New Hampshire Assistant Attorney General Jim Kennedy said his office is almost finished with initial queries into whether the National Republican Congressional Committee had placed calls to phone numbers on the federal Do Not Call Registry and that a formal investigation will begin soon.
In addition to the NRCC, Kennedy said his office was also reviewing complaints that the US Chamber of Commerce and the New Hampshire Democratic Party did the same thing.
For the most part, the automated calls targeted voters in the highly competitive Second Congressional District, in the state's western half. In that race, Democrat Paul Hodes defeated six-term Republican incumbent Charlie Bass.
At issue is a conflict of state and federal law. The federal law creating the Do Not Call Registry specifically allows political campaigns and advocacy groups to call numbers on the registry in deference to free speech concerns. The New Hampshire law does not, and those who break it face a fine of up to $5,000 per phone call.

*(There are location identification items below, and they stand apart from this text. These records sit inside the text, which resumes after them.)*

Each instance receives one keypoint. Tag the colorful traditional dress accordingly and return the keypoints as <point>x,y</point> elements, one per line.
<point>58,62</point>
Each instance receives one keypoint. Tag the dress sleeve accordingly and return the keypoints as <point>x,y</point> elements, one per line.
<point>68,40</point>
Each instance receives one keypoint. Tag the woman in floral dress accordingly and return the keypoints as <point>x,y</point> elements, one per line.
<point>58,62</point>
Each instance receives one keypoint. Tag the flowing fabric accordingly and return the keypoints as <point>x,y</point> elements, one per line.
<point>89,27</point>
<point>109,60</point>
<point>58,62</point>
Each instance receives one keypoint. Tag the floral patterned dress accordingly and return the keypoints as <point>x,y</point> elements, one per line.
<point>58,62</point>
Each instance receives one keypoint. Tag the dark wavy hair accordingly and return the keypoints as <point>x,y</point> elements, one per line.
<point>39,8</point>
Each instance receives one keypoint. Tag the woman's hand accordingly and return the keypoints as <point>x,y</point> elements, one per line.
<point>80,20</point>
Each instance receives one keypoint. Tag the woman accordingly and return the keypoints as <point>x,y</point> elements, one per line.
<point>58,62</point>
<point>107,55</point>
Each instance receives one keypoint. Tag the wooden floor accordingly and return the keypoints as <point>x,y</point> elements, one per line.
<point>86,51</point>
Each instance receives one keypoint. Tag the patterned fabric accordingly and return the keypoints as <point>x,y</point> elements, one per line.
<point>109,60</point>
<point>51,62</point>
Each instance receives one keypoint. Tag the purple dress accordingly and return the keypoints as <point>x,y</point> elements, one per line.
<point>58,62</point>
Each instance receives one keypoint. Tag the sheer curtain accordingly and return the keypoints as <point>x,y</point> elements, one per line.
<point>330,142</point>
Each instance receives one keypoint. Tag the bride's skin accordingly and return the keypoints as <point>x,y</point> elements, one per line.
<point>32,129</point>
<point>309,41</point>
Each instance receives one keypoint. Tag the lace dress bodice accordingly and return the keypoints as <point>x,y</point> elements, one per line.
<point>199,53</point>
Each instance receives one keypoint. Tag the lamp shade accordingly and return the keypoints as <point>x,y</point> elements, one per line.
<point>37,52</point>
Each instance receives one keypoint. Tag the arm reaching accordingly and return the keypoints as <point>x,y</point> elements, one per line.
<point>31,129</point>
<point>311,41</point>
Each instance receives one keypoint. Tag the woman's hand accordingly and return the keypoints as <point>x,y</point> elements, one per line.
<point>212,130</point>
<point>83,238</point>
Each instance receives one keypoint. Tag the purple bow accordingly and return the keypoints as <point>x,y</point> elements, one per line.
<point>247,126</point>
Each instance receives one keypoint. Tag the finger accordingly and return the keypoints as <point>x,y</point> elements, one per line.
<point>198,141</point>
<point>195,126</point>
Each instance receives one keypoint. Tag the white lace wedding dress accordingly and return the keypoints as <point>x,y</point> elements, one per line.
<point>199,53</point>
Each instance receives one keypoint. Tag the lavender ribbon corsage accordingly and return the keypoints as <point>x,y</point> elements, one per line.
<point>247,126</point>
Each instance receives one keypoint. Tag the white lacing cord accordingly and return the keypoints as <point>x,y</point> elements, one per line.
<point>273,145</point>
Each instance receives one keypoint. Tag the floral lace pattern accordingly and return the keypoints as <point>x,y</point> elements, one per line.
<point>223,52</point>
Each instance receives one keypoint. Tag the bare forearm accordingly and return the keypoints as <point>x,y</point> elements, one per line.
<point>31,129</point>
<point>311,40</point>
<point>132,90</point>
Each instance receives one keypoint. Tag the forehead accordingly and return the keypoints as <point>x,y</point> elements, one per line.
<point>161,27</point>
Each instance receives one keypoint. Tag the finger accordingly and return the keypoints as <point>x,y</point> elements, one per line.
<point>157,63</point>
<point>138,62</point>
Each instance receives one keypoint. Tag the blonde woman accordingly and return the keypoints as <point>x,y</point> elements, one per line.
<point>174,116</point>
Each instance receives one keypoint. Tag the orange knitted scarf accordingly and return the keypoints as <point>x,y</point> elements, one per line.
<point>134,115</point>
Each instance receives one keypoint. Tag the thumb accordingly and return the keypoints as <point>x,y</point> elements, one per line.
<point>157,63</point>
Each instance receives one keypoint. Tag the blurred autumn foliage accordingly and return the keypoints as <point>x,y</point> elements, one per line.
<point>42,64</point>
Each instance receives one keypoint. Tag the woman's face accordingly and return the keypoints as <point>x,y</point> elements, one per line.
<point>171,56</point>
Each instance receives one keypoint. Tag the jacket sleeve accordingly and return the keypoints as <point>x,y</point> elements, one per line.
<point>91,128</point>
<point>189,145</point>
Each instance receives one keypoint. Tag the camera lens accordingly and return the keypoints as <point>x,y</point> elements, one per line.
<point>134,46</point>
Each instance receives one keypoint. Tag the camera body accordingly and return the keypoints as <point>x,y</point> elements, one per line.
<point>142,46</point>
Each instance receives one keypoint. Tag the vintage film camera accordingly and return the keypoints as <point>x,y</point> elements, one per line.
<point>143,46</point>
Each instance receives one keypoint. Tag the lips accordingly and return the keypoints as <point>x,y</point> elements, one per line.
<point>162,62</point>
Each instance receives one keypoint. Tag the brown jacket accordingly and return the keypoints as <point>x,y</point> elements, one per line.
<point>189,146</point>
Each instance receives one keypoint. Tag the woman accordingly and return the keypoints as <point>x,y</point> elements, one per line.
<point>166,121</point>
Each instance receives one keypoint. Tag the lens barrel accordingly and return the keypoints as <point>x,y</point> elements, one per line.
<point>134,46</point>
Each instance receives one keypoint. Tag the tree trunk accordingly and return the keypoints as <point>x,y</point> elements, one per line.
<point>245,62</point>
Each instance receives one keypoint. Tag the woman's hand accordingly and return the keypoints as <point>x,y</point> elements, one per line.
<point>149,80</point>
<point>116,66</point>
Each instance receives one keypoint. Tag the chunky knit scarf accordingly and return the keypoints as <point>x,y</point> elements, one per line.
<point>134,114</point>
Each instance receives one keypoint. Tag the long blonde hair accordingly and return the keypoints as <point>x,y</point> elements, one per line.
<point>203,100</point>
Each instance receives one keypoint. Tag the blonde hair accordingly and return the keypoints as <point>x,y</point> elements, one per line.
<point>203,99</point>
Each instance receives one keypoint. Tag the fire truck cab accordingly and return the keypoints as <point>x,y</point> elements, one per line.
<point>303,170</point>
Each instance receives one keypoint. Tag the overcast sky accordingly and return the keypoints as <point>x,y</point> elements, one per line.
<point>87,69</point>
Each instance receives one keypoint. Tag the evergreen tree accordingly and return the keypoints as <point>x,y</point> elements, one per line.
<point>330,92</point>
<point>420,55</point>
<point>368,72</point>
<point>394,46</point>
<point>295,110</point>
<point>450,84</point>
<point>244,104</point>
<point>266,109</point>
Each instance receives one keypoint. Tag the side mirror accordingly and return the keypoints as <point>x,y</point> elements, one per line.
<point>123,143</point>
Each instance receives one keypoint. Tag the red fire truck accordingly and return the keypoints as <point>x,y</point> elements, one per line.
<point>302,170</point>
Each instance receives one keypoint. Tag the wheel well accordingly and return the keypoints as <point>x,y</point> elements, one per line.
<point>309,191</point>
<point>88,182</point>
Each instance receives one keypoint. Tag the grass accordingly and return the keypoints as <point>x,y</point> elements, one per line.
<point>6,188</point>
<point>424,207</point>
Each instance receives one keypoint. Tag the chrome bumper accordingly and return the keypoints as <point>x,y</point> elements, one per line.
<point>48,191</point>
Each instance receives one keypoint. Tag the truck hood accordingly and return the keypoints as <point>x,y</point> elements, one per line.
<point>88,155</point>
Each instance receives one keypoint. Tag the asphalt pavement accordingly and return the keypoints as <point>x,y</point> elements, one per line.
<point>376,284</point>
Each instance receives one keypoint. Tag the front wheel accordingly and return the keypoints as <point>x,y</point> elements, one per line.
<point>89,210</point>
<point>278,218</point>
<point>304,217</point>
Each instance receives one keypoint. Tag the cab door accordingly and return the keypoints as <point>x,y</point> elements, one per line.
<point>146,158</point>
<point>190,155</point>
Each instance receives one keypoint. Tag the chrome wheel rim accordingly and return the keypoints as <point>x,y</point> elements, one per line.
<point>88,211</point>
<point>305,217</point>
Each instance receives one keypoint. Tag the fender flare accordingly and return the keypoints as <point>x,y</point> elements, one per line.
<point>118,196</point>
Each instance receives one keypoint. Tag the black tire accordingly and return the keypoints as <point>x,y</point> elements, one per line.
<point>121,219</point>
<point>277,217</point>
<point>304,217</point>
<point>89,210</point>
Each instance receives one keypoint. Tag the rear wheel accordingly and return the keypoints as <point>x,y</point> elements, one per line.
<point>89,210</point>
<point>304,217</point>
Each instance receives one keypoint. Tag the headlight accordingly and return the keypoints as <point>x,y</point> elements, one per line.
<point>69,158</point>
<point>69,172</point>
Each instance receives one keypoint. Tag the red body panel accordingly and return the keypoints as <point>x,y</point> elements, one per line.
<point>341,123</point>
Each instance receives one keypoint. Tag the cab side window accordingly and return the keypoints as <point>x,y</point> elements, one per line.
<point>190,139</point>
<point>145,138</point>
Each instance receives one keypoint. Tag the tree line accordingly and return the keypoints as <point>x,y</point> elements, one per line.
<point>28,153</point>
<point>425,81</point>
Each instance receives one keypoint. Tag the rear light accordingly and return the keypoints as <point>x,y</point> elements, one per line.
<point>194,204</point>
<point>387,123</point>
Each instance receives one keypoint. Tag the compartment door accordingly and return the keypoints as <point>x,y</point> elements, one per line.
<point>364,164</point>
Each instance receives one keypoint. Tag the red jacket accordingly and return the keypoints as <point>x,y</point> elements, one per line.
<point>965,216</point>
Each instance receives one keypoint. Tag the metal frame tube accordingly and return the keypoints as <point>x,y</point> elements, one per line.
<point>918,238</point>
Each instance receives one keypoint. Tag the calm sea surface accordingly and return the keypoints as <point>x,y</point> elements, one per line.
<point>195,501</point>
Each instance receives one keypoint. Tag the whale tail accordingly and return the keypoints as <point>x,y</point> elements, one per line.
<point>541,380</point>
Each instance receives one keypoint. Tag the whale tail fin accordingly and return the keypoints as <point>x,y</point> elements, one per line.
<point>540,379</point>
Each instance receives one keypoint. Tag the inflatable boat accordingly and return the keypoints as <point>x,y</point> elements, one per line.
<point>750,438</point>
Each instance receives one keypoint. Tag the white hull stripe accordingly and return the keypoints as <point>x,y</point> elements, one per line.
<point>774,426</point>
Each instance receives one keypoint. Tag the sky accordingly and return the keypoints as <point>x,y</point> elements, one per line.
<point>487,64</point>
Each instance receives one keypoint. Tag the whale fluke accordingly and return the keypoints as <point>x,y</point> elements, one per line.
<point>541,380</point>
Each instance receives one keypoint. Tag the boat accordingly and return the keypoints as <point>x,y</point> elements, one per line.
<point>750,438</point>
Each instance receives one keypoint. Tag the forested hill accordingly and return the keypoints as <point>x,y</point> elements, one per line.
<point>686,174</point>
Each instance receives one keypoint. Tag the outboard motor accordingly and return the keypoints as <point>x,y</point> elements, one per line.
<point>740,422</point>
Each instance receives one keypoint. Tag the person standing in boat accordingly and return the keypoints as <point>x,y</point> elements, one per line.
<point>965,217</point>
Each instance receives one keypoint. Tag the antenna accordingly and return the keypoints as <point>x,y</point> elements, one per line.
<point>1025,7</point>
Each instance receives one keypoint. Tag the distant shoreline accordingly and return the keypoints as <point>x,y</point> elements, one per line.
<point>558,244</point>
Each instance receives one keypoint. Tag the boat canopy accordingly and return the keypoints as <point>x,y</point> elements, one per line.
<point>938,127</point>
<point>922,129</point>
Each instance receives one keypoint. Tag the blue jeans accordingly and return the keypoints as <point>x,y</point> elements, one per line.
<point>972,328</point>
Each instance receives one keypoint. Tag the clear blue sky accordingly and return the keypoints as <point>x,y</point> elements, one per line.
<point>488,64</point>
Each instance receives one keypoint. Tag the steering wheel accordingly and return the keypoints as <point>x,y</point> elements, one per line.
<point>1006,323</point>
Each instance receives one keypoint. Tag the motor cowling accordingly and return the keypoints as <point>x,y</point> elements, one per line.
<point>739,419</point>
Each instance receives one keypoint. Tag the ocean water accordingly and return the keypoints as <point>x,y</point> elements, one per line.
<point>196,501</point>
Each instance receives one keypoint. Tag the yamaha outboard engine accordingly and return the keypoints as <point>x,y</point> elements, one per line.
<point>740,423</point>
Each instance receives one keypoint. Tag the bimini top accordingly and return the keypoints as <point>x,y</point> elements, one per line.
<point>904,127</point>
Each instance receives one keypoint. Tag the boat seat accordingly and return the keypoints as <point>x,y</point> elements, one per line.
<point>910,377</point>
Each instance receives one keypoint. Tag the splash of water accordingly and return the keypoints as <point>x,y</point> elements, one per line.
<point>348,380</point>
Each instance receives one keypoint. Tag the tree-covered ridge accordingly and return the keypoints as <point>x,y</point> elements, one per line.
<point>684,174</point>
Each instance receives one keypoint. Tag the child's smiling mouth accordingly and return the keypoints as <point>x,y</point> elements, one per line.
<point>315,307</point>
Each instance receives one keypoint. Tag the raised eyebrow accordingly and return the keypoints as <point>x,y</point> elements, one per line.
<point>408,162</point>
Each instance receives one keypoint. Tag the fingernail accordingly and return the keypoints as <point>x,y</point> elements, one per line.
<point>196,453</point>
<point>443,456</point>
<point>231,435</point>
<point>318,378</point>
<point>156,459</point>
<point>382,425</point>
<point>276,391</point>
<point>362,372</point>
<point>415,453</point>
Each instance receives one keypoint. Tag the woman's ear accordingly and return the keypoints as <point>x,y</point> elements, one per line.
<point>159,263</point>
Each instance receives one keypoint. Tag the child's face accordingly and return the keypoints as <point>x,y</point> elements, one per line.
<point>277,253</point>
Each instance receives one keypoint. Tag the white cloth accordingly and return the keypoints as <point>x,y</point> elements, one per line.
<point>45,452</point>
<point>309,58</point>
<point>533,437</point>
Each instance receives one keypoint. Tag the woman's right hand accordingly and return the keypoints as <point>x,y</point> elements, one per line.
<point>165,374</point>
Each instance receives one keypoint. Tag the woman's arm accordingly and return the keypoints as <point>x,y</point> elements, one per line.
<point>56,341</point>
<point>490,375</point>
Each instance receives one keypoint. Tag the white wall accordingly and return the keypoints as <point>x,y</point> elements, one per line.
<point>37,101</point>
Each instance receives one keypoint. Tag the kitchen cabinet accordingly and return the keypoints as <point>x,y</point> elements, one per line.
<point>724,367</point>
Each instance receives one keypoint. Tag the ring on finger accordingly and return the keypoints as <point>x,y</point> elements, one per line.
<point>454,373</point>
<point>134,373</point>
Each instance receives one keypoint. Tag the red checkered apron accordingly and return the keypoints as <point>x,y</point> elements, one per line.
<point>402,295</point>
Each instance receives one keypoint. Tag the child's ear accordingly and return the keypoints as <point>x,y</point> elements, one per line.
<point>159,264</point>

When complaints from those on the Do Not Call Registry first appeared, an NRCC spokesman said the state law did not apply to his national organization. After a conversation with the state Attorney General's office, NRCC staffers stopped making phone calls two days before the election.
The investigation is expected to take several weeks, possibly into 2007. When the investigation is completed, Kennedy said his office will decide whether charges should be pursued.
The controversy about the phone calls received significant news coverage in the final weekend of the campaign.